Мне сейчас очень просто вспомнить, кто же из наших друзей был скаутом? Да все! И Славу, и Всеволода Покровского, и Беляевых, и Пастуховых — всех мальчиков вижу я одетыми в защитную форму, а особенно хорошо выглядывают в воспоминании все эти милые лица из-под летних шляп типа ковбойских, с раздвижным ремешком под подбородком.
А если говорить о том, как мы все одевались в детстве, до «скаутизма», то все всегда носили матроски! Летние, зимние, тельняшки, шапки и матросские пальто. Вот только меня так не одевали; но пальто и я, конечно, донашивала после Володи, наслаждаясь золотыми пуговицами с якорями.

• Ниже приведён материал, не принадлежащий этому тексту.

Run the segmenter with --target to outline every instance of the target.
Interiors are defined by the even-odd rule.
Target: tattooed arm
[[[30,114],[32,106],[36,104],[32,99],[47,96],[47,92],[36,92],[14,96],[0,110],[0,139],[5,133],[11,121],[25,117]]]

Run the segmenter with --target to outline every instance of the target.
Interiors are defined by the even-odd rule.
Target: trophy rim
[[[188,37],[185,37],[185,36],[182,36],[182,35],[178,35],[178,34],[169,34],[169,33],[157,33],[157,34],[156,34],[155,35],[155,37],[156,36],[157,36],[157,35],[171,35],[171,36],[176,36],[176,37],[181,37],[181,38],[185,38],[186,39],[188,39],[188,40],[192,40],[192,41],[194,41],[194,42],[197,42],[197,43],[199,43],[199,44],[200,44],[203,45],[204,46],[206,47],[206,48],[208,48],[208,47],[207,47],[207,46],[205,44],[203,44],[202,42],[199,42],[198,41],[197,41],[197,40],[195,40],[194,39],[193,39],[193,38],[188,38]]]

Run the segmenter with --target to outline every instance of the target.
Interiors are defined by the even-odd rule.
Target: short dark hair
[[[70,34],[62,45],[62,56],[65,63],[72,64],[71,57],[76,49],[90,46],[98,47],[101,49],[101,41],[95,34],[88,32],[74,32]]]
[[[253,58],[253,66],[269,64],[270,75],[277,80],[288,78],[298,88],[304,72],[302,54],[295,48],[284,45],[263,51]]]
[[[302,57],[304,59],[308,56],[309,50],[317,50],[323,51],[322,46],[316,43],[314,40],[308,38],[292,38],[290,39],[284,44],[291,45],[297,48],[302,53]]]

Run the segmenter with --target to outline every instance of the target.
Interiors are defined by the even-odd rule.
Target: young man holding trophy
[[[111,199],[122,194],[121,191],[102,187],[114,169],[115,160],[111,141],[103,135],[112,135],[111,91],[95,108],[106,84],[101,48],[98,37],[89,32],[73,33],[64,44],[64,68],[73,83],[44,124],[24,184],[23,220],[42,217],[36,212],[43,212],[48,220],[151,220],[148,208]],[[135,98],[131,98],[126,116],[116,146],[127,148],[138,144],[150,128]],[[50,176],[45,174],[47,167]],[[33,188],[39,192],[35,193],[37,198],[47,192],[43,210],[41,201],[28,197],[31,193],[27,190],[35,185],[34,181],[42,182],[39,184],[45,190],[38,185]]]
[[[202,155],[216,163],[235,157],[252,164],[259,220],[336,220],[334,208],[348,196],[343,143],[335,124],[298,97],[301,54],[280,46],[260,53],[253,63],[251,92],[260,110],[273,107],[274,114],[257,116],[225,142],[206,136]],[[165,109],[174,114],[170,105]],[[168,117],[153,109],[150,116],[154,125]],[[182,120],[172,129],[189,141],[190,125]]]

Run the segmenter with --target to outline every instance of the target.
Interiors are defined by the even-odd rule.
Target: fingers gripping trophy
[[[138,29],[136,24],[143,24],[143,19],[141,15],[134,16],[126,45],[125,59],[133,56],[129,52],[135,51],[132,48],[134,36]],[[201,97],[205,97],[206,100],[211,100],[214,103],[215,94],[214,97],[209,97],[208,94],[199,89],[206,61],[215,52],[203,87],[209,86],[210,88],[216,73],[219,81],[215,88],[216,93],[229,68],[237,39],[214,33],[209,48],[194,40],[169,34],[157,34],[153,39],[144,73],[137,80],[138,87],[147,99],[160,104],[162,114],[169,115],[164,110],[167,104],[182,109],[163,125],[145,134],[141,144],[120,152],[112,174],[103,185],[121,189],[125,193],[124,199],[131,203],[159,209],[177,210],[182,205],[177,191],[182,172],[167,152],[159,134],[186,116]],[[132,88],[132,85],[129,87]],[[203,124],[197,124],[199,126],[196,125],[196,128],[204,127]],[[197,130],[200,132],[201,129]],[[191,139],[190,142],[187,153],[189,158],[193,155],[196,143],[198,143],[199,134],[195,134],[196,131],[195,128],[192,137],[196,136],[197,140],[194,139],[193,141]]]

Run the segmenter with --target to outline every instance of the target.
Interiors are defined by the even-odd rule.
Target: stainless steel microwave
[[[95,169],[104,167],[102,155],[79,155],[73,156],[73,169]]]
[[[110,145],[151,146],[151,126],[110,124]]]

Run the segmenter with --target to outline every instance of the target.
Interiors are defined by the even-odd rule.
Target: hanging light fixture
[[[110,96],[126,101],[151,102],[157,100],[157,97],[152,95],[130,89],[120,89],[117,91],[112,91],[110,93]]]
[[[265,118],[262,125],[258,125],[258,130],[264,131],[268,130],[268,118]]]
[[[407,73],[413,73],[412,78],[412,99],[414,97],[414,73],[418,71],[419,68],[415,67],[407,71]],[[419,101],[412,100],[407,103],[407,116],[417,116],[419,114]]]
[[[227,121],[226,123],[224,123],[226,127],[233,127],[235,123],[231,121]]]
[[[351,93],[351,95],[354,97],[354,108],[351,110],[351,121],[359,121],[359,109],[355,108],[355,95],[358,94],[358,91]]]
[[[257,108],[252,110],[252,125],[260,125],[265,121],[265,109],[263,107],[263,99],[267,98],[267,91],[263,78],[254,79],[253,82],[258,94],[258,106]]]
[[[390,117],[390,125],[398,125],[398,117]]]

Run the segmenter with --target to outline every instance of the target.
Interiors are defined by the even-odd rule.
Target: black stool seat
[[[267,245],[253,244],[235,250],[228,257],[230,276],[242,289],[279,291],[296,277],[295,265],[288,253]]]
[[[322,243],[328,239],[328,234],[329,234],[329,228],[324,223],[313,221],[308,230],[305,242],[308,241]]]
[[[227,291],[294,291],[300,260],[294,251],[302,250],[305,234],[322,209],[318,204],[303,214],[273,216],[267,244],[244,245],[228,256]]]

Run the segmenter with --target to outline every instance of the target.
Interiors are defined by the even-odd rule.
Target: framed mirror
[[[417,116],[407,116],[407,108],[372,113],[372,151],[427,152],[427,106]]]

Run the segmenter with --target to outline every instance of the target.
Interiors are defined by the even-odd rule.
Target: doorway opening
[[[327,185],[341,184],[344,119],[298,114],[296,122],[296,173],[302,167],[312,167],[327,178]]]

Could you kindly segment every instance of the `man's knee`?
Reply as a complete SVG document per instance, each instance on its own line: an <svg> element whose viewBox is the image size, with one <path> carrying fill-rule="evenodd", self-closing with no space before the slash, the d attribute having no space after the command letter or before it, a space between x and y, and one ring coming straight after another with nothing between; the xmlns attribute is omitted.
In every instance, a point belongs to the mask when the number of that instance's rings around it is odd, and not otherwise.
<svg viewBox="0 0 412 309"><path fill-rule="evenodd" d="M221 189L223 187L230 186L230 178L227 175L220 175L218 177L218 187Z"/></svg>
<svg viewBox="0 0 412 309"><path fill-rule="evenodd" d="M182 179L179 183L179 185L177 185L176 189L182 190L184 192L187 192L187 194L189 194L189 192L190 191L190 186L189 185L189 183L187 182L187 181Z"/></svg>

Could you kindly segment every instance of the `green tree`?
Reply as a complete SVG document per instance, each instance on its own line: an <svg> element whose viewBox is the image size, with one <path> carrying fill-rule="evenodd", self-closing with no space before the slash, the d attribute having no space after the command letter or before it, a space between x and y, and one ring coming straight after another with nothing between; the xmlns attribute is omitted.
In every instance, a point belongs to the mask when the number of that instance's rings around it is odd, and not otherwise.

А уж после революции я долго донашивала всё Володино: и какие-то синие куртки-косоворотки, с резиночкой внизу, и ночные рубашки, и лифчики, и всё, что ещё не изодралось. И даже кепку!
На ногах у нас летом сандалии. Зимой — ботинки (называли мы их «сапогами»). Чёрные. Сначала с пуговицами, а потом с крючками для шнурков. В подмётках наших всегда понатыканы кнопки. По ним можно было безошибочно определить профессию нашего отца.
На сапоги надевались калоши или чёрные суконные ботики. С защёлкой, железной, впереди. Симпатично так щёлкала!
А вот в совсем раннем, туманном детстве мы носили синие шерстяные пелерины с капюшоном, подбитым чем-то красным. Именно в такой пелерине выступала я впервые в маминой пьесе «Лесные человечки». Было мне полтора года. Я играла брусничку.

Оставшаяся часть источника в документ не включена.